Member of the Legislative Assembly of Alberta
- In office May 23, 1967 – August 30, 1971
- Preceded by: New District
- Succeeded by: District Abolished
- Constituency: Strathcona South

Personal details
- Born: September 4, 1914 Winterswijk, the Netherlands
- Died: May 1, 1996 (aged 81)
- Party: Social Credit
- Occupation: politician

= Gerrit Radstaak =

Canadian politician (1914–1996)

Gerrit Joseph Radstaak (September 4, 1914 – May 1, 1996) was a politician from Alberta, Canada. He served in the Legislative Assembly of Alberta from 1967 to 1971 as a member of the Social Credit Party.

==Political career==
Radstaak first ran for a seat in the 1967 Alberta general election as the Social Credit candidate in the new electoral district of Strathcona South.
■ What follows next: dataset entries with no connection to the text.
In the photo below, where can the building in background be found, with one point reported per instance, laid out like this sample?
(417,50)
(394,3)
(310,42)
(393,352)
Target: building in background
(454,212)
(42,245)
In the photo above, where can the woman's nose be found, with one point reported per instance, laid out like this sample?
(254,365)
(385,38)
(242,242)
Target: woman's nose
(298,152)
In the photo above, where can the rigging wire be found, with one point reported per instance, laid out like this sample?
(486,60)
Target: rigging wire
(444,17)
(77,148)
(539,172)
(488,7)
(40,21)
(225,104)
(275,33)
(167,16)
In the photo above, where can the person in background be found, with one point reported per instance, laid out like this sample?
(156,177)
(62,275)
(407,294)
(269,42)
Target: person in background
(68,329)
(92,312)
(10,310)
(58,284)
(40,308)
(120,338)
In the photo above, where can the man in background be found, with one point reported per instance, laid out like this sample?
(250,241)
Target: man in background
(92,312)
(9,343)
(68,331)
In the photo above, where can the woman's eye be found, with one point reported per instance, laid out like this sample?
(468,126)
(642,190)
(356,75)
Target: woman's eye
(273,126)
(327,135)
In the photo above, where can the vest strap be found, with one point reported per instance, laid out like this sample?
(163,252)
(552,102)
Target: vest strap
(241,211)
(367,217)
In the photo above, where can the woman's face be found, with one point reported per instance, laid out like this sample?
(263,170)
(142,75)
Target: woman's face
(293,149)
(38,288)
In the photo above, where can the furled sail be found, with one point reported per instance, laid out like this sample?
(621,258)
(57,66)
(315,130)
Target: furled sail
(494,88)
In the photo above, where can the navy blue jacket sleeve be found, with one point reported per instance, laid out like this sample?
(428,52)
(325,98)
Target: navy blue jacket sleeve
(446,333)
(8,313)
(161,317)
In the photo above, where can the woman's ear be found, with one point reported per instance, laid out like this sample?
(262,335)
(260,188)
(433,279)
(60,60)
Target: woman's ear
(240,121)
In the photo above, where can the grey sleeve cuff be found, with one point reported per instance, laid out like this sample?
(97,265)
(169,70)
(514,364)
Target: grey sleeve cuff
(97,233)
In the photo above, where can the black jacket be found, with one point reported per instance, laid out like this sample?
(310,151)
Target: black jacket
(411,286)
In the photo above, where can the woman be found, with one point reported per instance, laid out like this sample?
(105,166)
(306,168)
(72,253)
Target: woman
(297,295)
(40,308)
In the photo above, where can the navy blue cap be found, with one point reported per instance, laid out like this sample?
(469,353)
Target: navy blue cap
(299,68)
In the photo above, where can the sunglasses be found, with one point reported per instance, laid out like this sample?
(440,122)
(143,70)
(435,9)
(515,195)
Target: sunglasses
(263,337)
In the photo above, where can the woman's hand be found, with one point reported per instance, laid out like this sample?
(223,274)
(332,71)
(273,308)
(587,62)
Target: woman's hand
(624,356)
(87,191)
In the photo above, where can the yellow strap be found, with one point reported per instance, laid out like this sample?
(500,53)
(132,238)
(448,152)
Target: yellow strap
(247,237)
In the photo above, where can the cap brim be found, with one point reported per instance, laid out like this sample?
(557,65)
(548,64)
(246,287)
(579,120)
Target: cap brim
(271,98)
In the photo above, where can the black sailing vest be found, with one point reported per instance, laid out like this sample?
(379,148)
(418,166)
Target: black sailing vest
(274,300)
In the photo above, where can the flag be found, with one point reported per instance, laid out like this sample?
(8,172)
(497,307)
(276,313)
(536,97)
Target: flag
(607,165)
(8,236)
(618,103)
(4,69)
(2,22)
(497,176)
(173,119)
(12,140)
He defeated Progressive Conservative candidate Oscar Kruger, a former player for the Edmonton Eskimos, and two other candidates with 40% of the popular vote.

Strathcona South was abolished in the 1971 boundary redistribution, and Radstaak ran for re-election in the new electoral district of Edmonton-Avonmore in the election held that year. He was defeated by Progressive Conservative candidate Horst Schmid.

Radstaak ran again in the 1975 general election and was again defeated by Schmid in a landslide.